Grâce à un marché de l’occasion en pleine expansion, les smartphones sont de plus en plus réutilisés, mais le vrai recyclage reste loin dans une industrie qui peine à se mettre au vert.
A l’ouverture lundi du Congrès mondial du mobile de Barcelone, une œuvre de street-art installée par des associations écologistes interpellait les participants sur leur rôle dans l’augmentation des déchets électroniques dans le monde.
« Les gens adorent la technologie (…) mais notre obsession a un côté obscur: les montagnes de déchets électroniques se répandant de nos villes vers des décharges infernales en Afrique et en Asie », a dénoncé dans un communiqué la fédération écologiste européenne EEB.
Les petits appareils comme les smartphones, changés en moyenne tous les deux ans, représentent une part de plus en plus importante de ces déchets: 9% en 2016 contre 7% entre 2014, selon un récent rapport des Nations Unies.
La situation commence toutefois à évoluer. Avec 20% de croissance par an prévue entre 2015 et 2020, « il y a une très forte accélération du marché du téléphone reconditionné », explique Bertrand Grau, analyste Technologies chez Deloitte.
Il s’agit d’appareils en bon état, dont on change parfois la batterie ou l’écran avant de les revendre.
Une accélération impulsée par les consommateurs. « Les téléphones sont de plus en plus chers, plus de 1 000 euros pour l’I-Phone X, mais les marques établies sont attractives. Résultat, les gens préfèrent acheter un téléphone reconditionné Apple plutôt qu’une marque chinoise moins chère », explique Bertrand Grau.
Programmes d’échange
En outre, « l’innovation dans les smartphones a tendance à décroître », incitant moins à dépenser des fortunes, ajoute-t-il.
Conséquence: de plus en plus de marques soucieuses de fidéliser leurs clients offrent des programmes d’échange de l’ancien téléphone, contre de l’argent ou un modèle neuf.
« Même si vous récupérez ne serait-ce que 50 dollars pour le téléphone, ça vaut le coup. Aujourd’hui, c’est presque devenu une pratique commune à travers le monde », assure Biju Nair, patron de la start-up Hyla, basée au Texas et présente à Barcelone, comme une poignée d’entreprises du même type.
Ces sociétés fournissent aux opérateurs des logiciels permettant de vérifier si le téléphone n’est pas volé, son état d’usure, et d’y effacer toutes les données personnelles.
Depuis cinq ans, « il y a une compétition croissante dans ce secteur », explique Pasi Philman, directeur commercial du finlandais Piceasoft.
La start-up française Volpy, elle, rachète directement les téléphones de particuliers via une application censée leur faciliter la vie: elle leur verse directement l’argent et envoie un coursier récupérer l’appareil.
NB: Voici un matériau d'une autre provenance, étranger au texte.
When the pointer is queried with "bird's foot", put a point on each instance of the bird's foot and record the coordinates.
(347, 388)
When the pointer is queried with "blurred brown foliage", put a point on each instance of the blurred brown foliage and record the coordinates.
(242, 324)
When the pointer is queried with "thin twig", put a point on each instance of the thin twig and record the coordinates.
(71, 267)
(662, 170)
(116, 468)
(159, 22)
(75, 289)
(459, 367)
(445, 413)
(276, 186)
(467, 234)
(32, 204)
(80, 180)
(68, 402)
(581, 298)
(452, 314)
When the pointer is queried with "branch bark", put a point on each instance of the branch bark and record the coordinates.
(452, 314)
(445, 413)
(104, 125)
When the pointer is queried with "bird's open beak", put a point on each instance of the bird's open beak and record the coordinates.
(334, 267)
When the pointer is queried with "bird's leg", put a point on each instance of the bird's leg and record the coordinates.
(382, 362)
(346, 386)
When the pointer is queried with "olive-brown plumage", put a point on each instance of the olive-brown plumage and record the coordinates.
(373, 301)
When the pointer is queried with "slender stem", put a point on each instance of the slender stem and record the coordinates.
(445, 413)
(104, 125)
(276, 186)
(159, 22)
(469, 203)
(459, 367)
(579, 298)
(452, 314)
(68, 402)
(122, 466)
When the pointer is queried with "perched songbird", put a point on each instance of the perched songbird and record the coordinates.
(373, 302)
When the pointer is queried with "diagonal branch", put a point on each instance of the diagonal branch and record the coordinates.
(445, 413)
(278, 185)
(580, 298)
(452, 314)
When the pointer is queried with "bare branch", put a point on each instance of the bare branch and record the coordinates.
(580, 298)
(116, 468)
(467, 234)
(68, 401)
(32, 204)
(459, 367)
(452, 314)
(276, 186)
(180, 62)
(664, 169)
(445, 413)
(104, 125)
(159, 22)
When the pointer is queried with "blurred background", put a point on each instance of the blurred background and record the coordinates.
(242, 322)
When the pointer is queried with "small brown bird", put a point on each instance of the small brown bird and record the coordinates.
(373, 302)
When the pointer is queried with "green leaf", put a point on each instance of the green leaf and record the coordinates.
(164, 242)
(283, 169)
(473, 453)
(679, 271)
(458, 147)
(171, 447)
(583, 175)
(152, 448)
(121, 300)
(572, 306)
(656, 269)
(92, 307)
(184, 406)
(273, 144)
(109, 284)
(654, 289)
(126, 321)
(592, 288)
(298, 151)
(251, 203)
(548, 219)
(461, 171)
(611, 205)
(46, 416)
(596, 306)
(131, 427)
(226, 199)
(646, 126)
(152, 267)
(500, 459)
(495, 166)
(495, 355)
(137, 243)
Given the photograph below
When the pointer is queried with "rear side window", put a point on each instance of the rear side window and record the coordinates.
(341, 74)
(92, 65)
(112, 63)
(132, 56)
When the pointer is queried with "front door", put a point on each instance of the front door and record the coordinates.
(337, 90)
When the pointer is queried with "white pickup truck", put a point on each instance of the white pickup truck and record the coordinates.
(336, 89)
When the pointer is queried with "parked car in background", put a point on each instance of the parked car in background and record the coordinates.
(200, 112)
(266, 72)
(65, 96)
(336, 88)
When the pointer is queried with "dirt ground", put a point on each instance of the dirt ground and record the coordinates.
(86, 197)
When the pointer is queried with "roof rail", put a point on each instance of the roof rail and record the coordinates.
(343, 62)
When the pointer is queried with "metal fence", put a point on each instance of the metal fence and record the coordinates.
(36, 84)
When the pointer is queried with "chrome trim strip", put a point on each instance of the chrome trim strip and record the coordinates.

« On s’est aperçus que des smartphones qui avaient une valeur importante n’était pas recyclés, alors même qu’il y avait un intérêt pour les consommateurs », explique son PDG Marc Simeoni.
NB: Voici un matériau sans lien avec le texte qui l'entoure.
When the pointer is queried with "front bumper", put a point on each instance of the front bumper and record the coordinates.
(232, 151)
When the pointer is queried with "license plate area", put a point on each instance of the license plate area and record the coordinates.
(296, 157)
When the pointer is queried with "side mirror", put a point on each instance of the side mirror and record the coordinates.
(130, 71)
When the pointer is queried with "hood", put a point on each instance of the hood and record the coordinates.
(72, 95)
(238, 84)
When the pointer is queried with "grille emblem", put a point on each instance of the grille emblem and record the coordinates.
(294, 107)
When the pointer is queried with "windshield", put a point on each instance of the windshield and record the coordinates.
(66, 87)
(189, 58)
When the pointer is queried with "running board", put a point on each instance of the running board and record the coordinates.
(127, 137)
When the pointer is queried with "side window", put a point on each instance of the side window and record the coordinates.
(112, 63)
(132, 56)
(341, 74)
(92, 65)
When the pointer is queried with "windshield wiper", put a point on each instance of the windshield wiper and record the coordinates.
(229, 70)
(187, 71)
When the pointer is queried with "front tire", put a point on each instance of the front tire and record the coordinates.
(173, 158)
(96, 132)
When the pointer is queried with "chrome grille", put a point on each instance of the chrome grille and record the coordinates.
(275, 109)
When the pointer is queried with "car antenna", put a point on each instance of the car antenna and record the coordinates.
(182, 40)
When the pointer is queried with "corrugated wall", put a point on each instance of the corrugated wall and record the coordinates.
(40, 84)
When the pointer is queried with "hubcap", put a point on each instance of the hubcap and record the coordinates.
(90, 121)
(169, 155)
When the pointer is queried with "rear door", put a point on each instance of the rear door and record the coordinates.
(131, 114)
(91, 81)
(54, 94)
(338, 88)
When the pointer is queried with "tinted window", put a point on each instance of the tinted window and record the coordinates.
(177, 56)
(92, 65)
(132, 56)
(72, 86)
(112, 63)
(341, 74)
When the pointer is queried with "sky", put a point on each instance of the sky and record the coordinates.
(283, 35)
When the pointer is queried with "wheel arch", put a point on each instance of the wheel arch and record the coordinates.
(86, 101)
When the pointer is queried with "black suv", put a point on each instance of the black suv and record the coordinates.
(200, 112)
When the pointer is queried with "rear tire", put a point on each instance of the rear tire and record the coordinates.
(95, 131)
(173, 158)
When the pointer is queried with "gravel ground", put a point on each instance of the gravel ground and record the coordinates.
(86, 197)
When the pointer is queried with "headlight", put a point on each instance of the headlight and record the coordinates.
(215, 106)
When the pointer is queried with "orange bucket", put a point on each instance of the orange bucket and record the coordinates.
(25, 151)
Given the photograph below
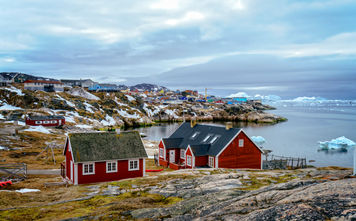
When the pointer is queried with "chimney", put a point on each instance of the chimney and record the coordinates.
(193, 122)
(228, 126)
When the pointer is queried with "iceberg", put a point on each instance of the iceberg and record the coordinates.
(339, 144)
(239, 94)
(258, 140)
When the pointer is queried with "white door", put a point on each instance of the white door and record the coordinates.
(71, 170)
(172, 156)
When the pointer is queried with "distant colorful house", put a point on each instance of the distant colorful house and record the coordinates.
(44, 85)
(104, 87)
(103, 157)
(47, 121)
(196, 145)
Les modèles reconditionnés sont souvent revendus dans les pays émergents.
Le système n’en est qu’à ses débuts: selon les estimations, 7 à 15% des smartphones vendus en France sont reconditionnés, 20 à 25% en Amérique du Nord.
Néanmoins « c’est un premier pas: garder les téléphones plus longtemps est une bonne pratique, que ce soit par un acheteur originel ou de seconde main », estime Elizabeth Jardim, de Greenpeace États-Unis.
On réduit ainsi la quantité d’énergie -majoritairement fossile car 60% des téléphones vient de Chine, accro au charbon- nécessaire pour en faire un nouveau, ainsi que l’extraction de nombreux métaux non renouvelables, parfois dans des zones de conflit comme l’Afrique des Grands lacs (tungstène, étain…).
Mais le vrai recyclage, c’est-à-dire la réutilisation des matériaux dans un nouveau téléphone est encore minime. Si 20% des déchets électroniques sont recyclés selon l’ONU, il n’existe pas de données sur les smartphones en raison de l’opacité des fabricants.
« Ce qui rend les choses difficiles, c’est la conception même des téléphones. Très fragiles, ils sont souvent conçus pour être difficiles à réparer », ce qui rend complexe la récupération des matériaux, rappelle Elizabeth Jardim.
Les efforts des grandes marques dans ce domaine restent minces. Apple a promis d’accroître l’utilisation de certains métaux recyclés, HP et Dell se sont engagés sur le plastique.
Mais « sur l’ensemble du secteur ça ne suffit pas », regrette Elizabeth Jardim, qui dénonce notamment le peu d’empressement du géant coréen Samsung, tant sur le recyclage que sur les énergies renouvelables.